Pendant la pandémie de COVID‑19, les tests à domicile sont devenus essentiels. Toutefois, étant donné la disponibilité limitée de ces petites cassettes et le fait qu’on ne peut y injecter qu’un seul liquide, la plupart des tests diagnostiques sont toujours réalisés en laboratoire. La puce microfluidique, elle, peut être imprimée en 3D et servir à divers dépistages, y compris à la quantification d’anticorps COVID‑19.

Grâce à cette étude, l’impression en 3D de tests diagnostiques à domicile devient de plus en plus envisageable malgré certains défis, comme les approbations réglementaires et l’approvisionnement en matériel. Par souci d’accessibilité, l’équipe est à pied d’œuvre pour rendre sa technologie compatible avec des imprimantes 3D abordables. Cette innovation a pour objectif d’accélérer les diagnostics, d’améliorer les soins aux bénéficiaires et de favoriser l’accessibilité des tests.

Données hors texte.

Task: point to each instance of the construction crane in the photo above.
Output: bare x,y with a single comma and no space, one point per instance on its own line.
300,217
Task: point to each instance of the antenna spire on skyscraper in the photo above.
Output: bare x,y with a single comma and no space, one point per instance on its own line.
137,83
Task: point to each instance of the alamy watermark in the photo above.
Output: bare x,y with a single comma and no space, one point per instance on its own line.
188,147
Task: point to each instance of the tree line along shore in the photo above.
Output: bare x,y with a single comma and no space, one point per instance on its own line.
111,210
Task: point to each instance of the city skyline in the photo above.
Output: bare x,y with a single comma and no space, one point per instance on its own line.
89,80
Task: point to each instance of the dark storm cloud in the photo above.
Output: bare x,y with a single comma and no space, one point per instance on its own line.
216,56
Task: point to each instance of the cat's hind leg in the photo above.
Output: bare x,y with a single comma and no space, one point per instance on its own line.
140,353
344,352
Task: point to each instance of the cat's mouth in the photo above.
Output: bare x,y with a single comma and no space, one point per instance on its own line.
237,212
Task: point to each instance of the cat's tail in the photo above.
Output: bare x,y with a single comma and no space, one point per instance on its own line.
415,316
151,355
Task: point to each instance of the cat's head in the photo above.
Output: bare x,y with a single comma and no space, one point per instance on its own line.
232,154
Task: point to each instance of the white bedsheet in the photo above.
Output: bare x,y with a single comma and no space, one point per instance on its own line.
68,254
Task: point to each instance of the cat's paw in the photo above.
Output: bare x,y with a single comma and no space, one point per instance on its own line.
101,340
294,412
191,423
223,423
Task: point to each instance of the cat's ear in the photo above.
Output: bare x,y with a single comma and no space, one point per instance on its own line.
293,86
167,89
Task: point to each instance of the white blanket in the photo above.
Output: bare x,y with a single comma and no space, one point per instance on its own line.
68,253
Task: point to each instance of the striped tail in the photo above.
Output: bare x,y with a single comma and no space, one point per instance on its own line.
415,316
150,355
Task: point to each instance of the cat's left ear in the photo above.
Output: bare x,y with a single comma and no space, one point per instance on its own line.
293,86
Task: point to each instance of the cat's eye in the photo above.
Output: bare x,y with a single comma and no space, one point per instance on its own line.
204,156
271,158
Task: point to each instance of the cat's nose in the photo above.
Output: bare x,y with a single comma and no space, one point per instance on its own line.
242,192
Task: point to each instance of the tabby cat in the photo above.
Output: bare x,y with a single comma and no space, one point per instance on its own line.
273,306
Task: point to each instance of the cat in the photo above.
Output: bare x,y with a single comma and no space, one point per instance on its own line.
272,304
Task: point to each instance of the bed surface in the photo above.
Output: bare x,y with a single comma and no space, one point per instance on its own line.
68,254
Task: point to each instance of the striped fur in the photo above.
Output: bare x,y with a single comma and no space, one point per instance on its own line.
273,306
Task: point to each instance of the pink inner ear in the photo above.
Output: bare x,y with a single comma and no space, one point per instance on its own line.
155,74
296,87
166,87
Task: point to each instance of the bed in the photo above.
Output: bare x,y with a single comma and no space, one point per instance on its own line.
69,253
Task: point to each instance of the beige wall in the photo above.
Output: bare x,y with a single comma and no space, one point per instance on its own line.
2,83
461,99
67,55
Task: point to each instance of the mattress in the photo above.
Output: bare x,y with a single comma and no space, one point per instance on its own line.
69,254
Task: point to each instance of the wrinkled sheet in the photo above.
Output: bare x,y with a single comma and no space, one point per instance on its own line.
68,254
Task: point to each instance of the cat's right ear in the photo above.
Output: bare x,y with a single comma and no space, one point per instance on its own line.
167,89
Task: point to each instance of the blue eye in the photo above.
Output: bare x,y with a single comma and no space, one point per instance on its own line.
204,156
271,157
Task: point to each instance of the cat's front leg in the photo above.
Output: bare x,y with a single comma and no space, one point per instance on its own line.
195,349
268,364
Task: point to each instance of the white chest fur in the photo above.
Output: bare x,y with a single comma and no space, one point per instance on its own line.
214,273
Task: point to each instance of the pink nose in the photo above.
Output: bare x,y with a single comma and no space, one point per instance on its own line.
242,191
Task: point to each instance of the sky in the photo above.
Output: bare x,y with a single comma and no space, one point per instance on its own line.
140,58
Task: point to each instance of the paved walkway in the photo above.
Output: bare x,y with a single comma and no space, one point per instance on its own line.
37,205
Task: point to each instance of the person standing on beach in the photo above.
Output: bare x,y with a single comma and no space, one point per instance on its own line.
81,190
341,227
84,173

« Cette avancée a le potentiel de permettre aux particuliers, aux scientifiques et au secteur privé d’envisager de nouvelles possibilités et de nouvelles applications désormais plus économiques et plus conviviales, souligne le Pr Juncker. À terme, elle pourrait aussi permettre aux professionnel(le)s de la santé de créer rapidement, au point d’intervention, des solutions adaptées à leurs besoins précis. »

L’étude

L’article « Digital Manufacturing of Functional Ready-to-Use Microfluidic Systems », par Vahid Karamzadeh et coll., a été publié dans Advanced Materials.